Our group has undertaken a program to gather VLA radio data and X-ray data from the ROSAT sattelite on a large number of these galaxies. Our goal is to understand he physics of these systems. We are attempint to apply a broad brush and also to study fine detail. That is, one needs to collect data on large numbers of radio galaxies, in order to determine trends: what does a young radio galaxy look like? What about an old one? How does their location in the cluster atmosphere affect them? In addition, one needs to study a few in great detail: what does the jet look like on small scales? On large? How does it connect back to the central black hole? How does it disturb the atmosphere around it? We are in the midst of doing both things: studying a few sources in detail, and analyzing a large data base of combined radio, optical and X-ray data.

In addition to data, there must be interpretation: what is the underlying physics?
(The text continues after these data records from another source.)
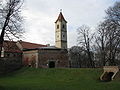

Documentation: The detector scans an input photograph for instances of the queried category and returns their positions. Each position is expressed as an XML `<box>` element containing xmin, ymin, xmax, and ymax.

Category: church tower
<box><xmin>55</xmin><ymin>11</ymin><xmax>67</xmax><ymax>49</ymax></box>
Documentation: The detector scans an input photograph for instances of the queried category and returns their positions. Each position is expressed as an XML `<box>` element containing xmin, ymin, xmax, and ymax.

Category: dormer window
<box><xmin>57</xmin><ymin>25</ymin><xmax>59</xmax><ymax>29</ymax></box>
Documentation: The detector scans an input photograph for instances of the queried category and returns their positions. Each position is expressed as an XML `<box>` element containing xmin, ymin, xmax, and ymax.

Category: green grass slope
<box><xmin>0</xmin><ymin>68</ymin><xmax>120</xmax><ymax>90</ymax></box>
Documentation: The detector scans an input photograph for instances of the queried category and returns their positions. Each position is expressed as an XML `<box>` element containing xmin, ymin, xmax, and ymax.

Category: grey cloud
<box><xmin>22</xmin><ymin>0</ymin><xmax>117</xmax><ymax>48</ymax></box>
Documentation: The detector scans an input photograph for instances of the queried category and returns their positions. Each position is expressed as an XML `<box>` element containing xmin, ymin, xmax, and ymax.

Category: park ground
<box><xmin>0</xmin><ymin>68</ymin><xmax>120</xmax><ymax>90</ymax></box>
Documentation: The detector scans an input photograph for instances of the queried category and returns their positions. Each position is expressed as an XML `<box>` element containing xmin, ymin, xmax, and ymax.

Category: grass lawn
<box><xmin>0</xmin><ymin>67</ymin><xmax>120</xmax><ymax>90</ymax></box>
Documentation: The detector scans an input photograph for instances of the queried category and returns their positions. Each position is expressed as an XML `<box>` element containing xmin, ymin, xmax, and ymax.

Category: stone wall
<box><xmin>38</xmin><ymin>49</ymin><xmax>69</xmax><ymax>68</ymax></box>
<box><xmin>23</xmin><ymin>50</ymin><xmax>38</xmax><ymax>68</ymax></box>
<box><xmin>0</xmin><ymin>57</ymin><xmax>22</xmax><ymax>74</ymax></box>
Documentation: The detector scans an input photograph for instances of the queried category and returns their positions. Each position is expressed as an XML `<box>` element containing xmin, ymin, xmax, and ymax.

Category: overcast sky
<box><xmin>21</xmin><ymin>0</ymin><xmax>119</xmax><ymax>48</ymax></box>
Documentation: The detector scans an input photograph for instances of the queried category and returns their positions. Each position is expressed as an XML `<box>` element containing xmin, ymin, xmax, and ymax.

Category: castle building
<box><xmin>22</xmin><ymin>11</ymin><xmax>69</xmax><ymax>68</ymax></box>
<box><xmin>0</xmin><ymin>12</ymin><xmax>69</xmax><ymax>68</ymax></box>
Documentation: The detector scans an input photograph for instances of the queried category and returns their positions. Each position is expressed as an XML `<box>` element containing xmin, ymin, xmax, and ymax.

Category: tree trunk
<box><xmin>0</xmin><ymin>8</ymin><xmax>11</xmax><ymax>57</ymax></box>
<box><xmin>0</xmin><ymin>27</ymin><xmax>5</xmax><ymax>57</ymax></box>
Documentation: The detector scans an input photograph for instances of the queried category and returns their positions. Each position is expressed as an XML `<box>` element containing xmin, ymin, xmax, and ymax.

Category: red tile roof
<box><xmin>2</xmin><ymin>40</ymin><xmax>47</xmax><ymax>52</ymax></box>
<box><xmin>3</xmin><ymin>41</ymin><xmax>22</xmax><ymax>53</ymax></box>
<box><xmin>55</xmin><ymin>12</ymin><xmax>67</xmax><ymax>23</ymax></box>
<box><xmin>19</xmin><ymin>41</ymin><xmax>47</xmax><ymax>49</ymax></box>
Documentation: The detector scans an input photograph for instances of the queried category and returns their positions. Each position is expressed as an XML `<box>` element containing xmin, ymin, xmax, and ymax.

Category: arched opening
<box><xmin>49</xmin><ymin>61</ymin><xmax>55</xmax><ymax>68</ymax></box>
<box><xmin>102</xmin><ymin>72</ymin><xmax>114</xmax><ymax>82</ymax></box>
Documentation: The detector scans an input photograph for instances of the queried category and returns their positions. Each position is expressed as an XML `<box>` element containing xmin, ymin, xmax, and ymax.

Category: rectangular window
<box><xmin>63</xmin><ymin>24</ymin><xmax>65</xmax><ymax>29</ymax></box>
<box><xmin>57</xmin><ymin>25</ymin><xmax>59</xmax><ymax>29</ymax></box>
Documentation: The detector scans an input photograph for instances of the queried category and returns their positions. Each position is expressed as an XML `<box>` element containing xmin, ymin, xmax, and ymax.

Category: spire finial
<box><xmin>60</xmin><ymin>9</ymin><xmax>62</xmax><ymax>12</ymax></box>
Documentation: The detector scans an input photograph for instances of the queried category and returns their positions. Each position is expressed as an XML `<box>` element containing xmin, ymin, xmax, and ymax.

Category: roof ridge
<box><xmin>19</xmin><ymin>41</ymin><xmax>46</xmax><ymax>46</ymax></box>
<box><xmin>4</xmin><ymin>40</ymin><xmax>17</xmax><ymax>43</ymax></box>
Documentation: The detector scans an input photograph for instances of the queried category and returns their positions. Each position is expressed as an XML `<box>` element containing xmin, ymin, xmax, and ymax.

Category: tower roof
<box><xmin>55</xmin><ymin>12</ymin><xmax>67</xmax><ymax>23</ymax></box>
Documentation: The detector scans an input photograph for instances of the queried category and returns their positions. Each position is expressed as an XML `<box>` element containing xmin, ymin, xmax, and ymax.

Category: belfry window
<box><xmin>63</xmin><ymin>24</ymin><xmax>65</xmax><ymax>29</ymax></box>
<box><xmin>57</xmin><ymin>25</ymin><xmax>59</xmax><ymax>29</ymax></box>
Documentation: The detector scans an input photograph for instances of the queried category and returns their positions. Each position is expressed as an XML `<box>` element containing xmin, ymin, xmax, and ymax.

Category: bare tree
<box><xmin>69</xmin><ymin>46</ymin><xmax>90</xmax><ymax>68</ymax></box>
<box><xmin>77</xmin><ymin>25</ymin><xmax>95</xmax><ymax>68</ymax></box>
<box><xmin>106</xmin><ymin>1</ymin><xmax>120</xmax><ymax>26</ymax></box>
<box><xmin>69</xmin><ymin>46</ymin><xmax>82</xmax><ymax>68</ymax></box>
<box><xmin>95</xmin><ymin>21</ymin><xmax>108</xmax><ymax>66</ymax></box>
<box><xmin>0</xmin><ymin>0</ymin><xmax>24</xmax><ymax>57</ymax></box>
<box><xmin>95</xmin><ymin>2</ymin><xmax>120</xmax><ymax>66</ymax></box>
<box><xmin>96</xmin><ymin>20</ymin><xmax>120</xmax><ymax>66</ymax></box>
<box><xmin>105</xmin><ymin>19</ymin><xmax>120</xmax><ymax>65</ymax></box>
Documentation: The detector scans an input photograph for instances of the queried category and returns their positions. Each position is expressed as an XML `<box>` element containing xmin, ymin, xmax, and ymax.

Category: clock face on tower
<box><xmin>56</xmin><ymin>32</ymin><xmax>60</xmax><ymax>41</ymax></box>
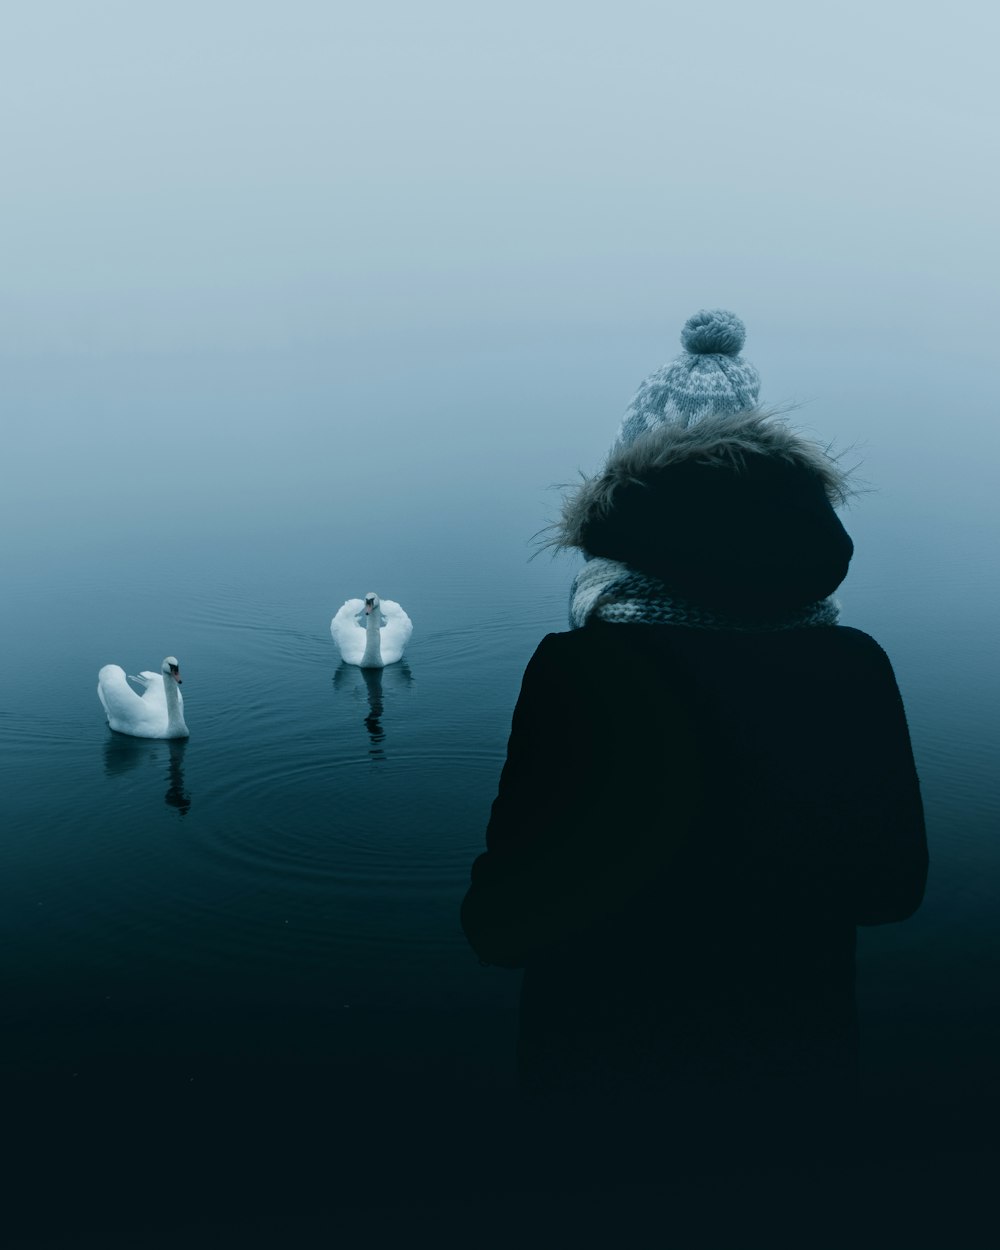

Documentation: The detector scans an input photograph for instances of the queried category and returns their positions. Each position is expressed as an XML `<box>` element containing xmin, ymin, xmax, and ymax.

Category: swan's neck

We know that the radio emission comes from a magnetized, relativistic plasma: it may be electron-proton, or it may be electron-positron. However, we do not know for certain how this plasma is created, how it is driven out from the black hole in the galactic core, or how it interacts with the cluster atmosphere to form the radio structures that we see. There are many local examples of such plasmas in laboratory fusion devices, and also in the earth's magnetosphere and solar wind which can be directly probed with sattelites. In a theoretical program which complements our data acquisiton and analysis work, we are attempting to use knowledge gained from local plasmas, to understand the dynamics and evolution of these distant radio galaxies.